INOVASI DAN PENCIPTAAN KESEJAHTERAAN (WELFARE) DI NEGARA BERKEMBANG
Trihadi Pudiawan Erhan, SE, M.S.E. (erhan1202@yahoo.co.id)
PENDAHULUAN
Tidak mudah untuk dapat mendifinisikan welfare secara pasti. Banyak ekonom yang kemudian mengasosiasikan welfare dengan kualitas hidup. Manqiw N. Gregory, Quah Euston, dan Wilson
Peter (2008) menyatakan bahwa tingkat welfare suatau bangsa tergantung akan tergantung dari kemampuan bangsa tersebut untuk memproduksi barang dan jasa. Kemampuan memproduksi
suatu barang dan jasa dari suatu bangsa yang kemudian tercemin dari Produk Domestik Bruto
(PDB) yang dapat dihasilkan oleh negara tersebut.

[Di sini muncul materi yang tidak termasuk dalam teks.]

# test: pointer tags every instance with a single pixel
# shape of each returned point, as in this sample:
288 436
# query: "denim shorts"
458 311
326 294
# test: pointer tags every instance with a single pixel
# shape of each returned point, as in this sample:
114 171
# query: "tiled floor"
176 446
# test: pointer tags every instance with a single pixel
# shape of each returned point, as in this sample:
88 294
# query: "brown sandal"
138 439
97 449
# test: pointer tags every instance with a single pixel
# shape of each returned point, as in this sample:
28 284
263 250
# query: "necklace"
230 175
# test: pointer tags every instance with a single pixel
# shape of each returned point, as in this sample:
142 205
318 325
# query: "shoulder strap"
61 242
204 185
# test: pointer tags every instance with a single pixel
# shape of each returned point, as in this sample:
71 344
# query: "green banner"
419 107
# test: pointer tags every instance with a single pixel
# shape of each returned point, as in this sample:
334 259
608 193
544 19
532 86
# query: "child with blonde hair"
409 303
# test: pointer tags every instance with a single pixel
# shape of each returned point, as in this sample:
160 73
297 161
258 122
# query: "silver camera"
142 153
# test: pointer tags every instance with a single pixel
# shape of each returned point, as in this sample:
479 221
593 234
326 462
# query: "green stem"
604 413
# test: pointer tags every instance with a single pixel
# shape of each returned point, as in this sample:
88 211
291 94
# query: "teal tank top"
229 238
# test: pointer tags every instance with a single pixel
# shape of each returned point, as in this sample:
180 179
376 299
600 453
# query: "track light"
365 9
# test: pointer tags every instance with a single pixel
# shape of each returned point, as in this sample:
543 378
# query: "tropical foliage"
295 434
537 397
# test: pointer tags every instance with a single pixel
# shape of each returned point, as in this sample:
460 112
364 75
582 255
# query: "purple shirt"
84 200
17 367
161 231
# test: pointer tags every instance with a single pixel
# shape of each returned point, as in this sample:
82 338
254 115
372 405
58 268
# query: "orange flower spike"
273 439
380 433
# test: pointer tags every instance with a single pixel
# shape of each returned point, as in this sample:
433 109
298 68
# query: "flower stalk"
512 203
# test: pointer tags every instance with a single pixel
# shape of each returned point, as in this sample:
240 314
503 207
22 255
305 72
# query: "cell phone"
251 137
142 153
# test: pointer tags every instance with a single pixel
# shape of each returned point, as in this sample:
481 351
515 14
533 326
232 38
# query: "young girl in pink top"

Walaupun bukan merupakan satu-satu faktor yang mempengaruhi kesejahteraan, PDB adalah
merupakan sebuah pengukuran welfare yang saat ini masih sering digunakan. Kelemahan dari pengukuran dengan menggunakan PDB adalah pendekatan ini hanya mampu untuk welfare
materi saja. Pendekatan welfare dengan materi digunakan dengan menggunakan asumsi bahwa peningkatan welfare materi akan juga meningkatkan kualitas hidup.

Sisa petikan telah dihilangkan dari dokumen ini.